The RGK Center hosted its first high school intern this past school year from the Practicum in Business Management course at Austin High School, taught by Center portfolio alum Nick Lebo.
An Austin native, Harrison Shunk is a class of 2021 graduate at Austin High School and participated in the inaugural cohort of the Practicum in Business Management course, a senior-level experiential learning opportunity at Austin High School. The course is taught by Austin High School teacher and coach Nick Lebo and was made up of 15 students. Lebo earned his Master's in Education in Sports Management at UT Austin in 2011 and participated in the RGK Center Nonprofit Studies portfolio program while a graduate student.
“One of the things AISD and Austin High School are really trying to provide are practical, work-based experiences where kids can take the skills they’re learning in the classroom and apply it to the real world,” said Lebo. “It’s a great chance for students to learn whether they like it or if it’s not the career path for them.”
As part of Austin High School’s Business and Industry endorsement program, Shunk had taken businesses classes each year of high school and was intrigued by the opportunity to gain work experience through the new Practicum in Business Management course. He was particularly interested in learning more about the marketing side of organizations.
“Marketing is one of the things about business that encompasses all aspect of not only business but other social skills,” said Shunk. "It has the biggest outlook and opportunity than any of the other topics I could have been working on.”
Shunk reached out to RGK Center director Dr. David Springer to inquire about internship positions available at the Center. Though the RGK Center had never previously hosted high school interns, Dr. Springer was excited about the prospect.
“I have known Harrison since he was about 5 years old, when I was his youth soccer coach. He and my son played on the same team,” explained Dr. Springer. “I knew that he was good on the pitch, and a very safe bet to have as the RGK Center’s first high school intern."
While at the RGK Center, Shunk worked alongside Center staff to help plan, market, and facilitate events throughout the 2020-2021 school year. One project Harrison assisted with was a co-sponsored event with the RGK Center and the Social Innovation Initiative at the McCombs School of Business. Over the course of several months, Shunk attended planning meetings, supported speaker communication, created social media content, and managed RGK Center social media related to the upcoming event, titled “Investing in Communities in times of Crisis.”
“The biggest takeaway was learning how to market to and reach a large group of people, setting up speakers, and bringing everyone together,” said Shunk. “That’s a skill I never had to use before.”
The event included a panel of nonprofit and community leaders and was led by MPAff/MBA dual-degree student Katrina Parkey.

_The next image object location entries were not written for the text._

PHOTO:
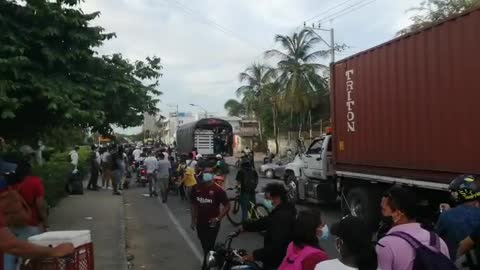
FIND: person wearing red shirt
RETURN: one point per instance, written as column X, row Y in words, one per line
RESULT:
column 32, row 190
column 209, row 205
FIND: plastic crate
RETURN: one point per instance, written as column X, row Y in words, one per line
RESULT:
column 81, row 259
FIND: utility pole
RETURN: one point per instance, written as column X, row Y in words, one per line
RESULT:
column 176, row 117
column 205, row 110
column 331, row 46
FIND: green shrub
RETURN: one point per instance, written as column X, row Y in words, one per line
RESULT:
column 54, row 175
column 57, row 170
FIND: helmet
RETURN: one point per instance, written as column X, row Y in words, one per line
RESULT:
column 465, row 188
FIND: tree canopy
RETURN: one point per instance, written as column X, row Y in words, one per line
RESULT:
column 52, row 77
column 432, row 11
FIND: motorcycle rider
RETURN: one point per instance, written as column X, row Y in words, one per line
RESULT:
column 151, row 164
column 209, row 205
column 247, row 179
column 457, row 223
column 279, row 225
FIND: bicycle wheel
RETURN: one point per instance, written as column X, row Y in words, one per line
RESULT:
column 259, row 211
column 234, row 215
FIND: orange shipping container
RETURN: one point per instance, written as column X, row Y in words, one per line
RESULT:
column 409, row 107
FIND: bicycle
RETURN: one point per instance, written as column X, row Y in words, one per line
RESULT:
column 234, row 215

Panelists explored how community organizations, foundations, and businesses can support communities in need with innovative programming and finance models quicker than traditional grants and government programs.
“I learned how everybody in the [nonprofit] field is a team, happy to come together and work with the RGK Center, even though they have their own organization,” said Shunk. “There’s a sense of community across all the different nonprofit leaders.”
Harrison Shunk presents his takeaways from his internship at the RGK Center.
Shunk presented his projects and takeaways from his internship in front of his peers and other internship supervisors at the end of the school year. He plans on attending the University of Madison-Wisconsin in the fall pursuing an undergraduate degree in Business.
“Harrison exceeded our hopes and expectations and paved a path for future interns,” said Dr. Springer following Harrison’s internship. “His legacy is now woven into the fabric of the RGK Center.”
Demand for the Practicum in Business Management course at Austin High School has skyrocketed, with the school capping the fall 2021 courses at 40 students total. Lebo will be teaching two sections of the course in the fall, in addition to his Entrepreneurship class.
“I think we’re going to see more education shift toward allowing students to have real work experience,” Lebo said. “You can only learn so much through classroom lectures and discussions, so at some point out education system is going to realize the more we can get students in the workplace gaining soft and technical skills, the more prepared they’ll be for a career.”